The most recent person that’s joined the business in the senior leadership team said to me just last week that it’s the thing that struck them more than anything else since joining us, that we’re only 15 years old as a business and just looking out from my office there is at least six people that have been here for 14 years. I think it’s because I recognise the talent, the care and the passion that so many of our Magpies have and so enjoy working with people who have those qualities.”
What do you think you have implemented into the running of musicMagpie that makes it such a special place to work?
“Two of our core values are ’Care’ and ‘Make a difference.’ It’s what I strongly believe in personally, it’s what everyone else at a senior level believes in and it’s, hopefully, what is instilled throughout the company. We’re not just here to make a successful business and make money, we want to make a difference to our customers, our colleagues, our community and to our planet. They are my core values and if I take that back to my own girls, they are qualities that I have tried to instil in them too.
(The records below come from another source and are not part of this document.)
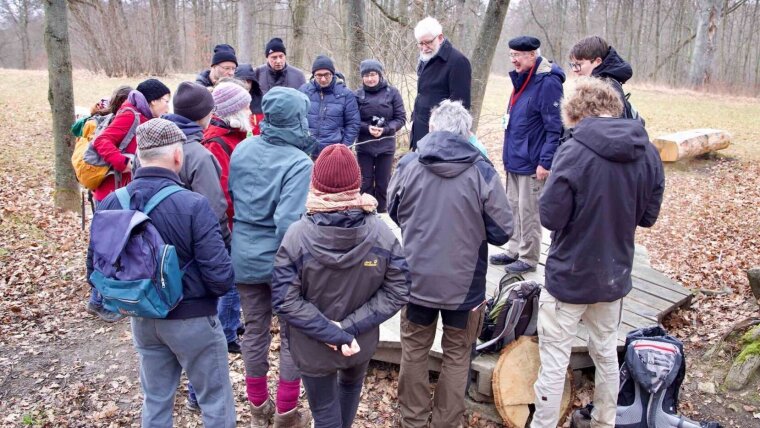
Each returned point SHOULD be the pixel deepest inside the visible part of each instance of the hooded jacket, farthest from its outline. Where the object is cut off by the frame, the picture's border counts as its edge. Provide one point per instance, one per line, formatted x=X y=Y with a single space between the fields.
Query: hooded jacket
x=344 y=266
x=607 y=179
x=201 y=171
x=534 y=126
x=333 y=115
x=269 y=180
x=450 y=204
Two of my best friends in the world – one’s a hospital consultant and one’s always worked with less privileged people in mainly the charity sector – both make a difference in life, and we’ve got so much respect for each other as pals because of that, and that’s what I want to instil into both of my families. The world is a fairly horrible places at times, especially at the moment it feels, and it is up to all of us to show social obligation and step up to the plate to look after those less fortunate than ourselves. However big we get I never want us to lose that core ethos of caring.”
What’s your message to a budding entrepreneur?
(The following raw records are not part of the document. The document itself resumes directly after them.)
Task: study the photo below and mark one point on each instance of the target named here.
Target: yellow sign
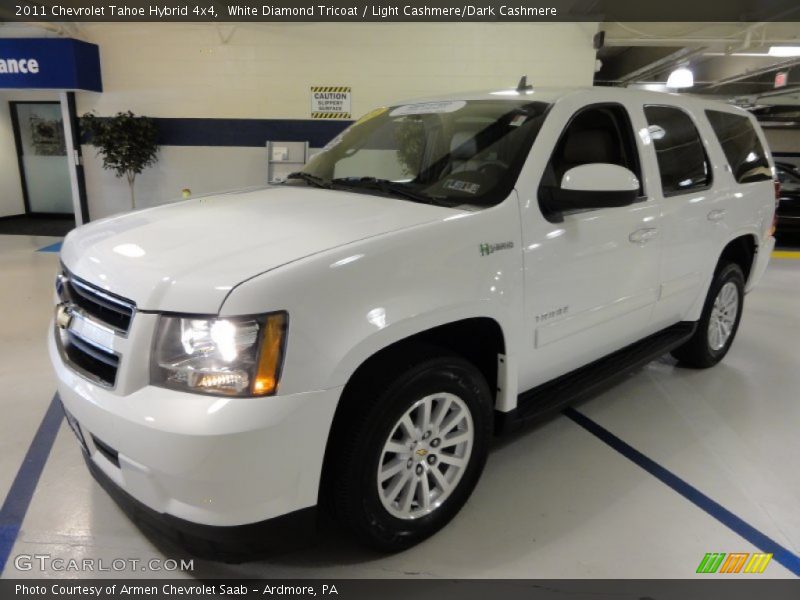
(331, 102)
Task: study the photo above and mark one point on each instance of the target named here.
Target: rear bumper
(761, 261)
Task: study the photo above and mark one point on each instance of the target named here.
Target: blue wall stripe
(720, 513)
(19, 496)
(244, 132)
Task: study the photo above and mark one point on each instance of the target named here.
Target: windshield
(449, 152)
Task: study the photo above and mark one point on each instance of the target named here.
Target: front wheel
(719, 321)
(414, 458)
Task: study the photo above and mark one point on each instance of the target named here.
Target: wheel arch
(741, 249)
(455, 337)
“It’s really simple, do not underestimate how much hard work it is! It seems like such an obvious statement, but I think too many people don’t realise just how true a statement it is. When I co-founded musicMagpie, I was still doing a full-time job as an MD of a retail business as I had to put salary on the table for the family, because musicMagpie couldn’t pay me a salary. At this point I was doing pretty much every role in musicMagpie too – customer service, writing to Royal Mail in the middle of the night, and so on. Emily was only little at the time, and she would leave notes on my desk saying don’t work too hard daddy because you are looking tired. But being entrepreneurial and setting up a business is tiring, and it is hard work and I’m afraid too many people underestimate that when setting off. But you also have to work smart, and be passionate about what you do, and ALWAYS try and get your work life balance right while being aware that there are times where you will just have to grind it out to get to where you want to be – it is never a straight line or an easy path to the top!”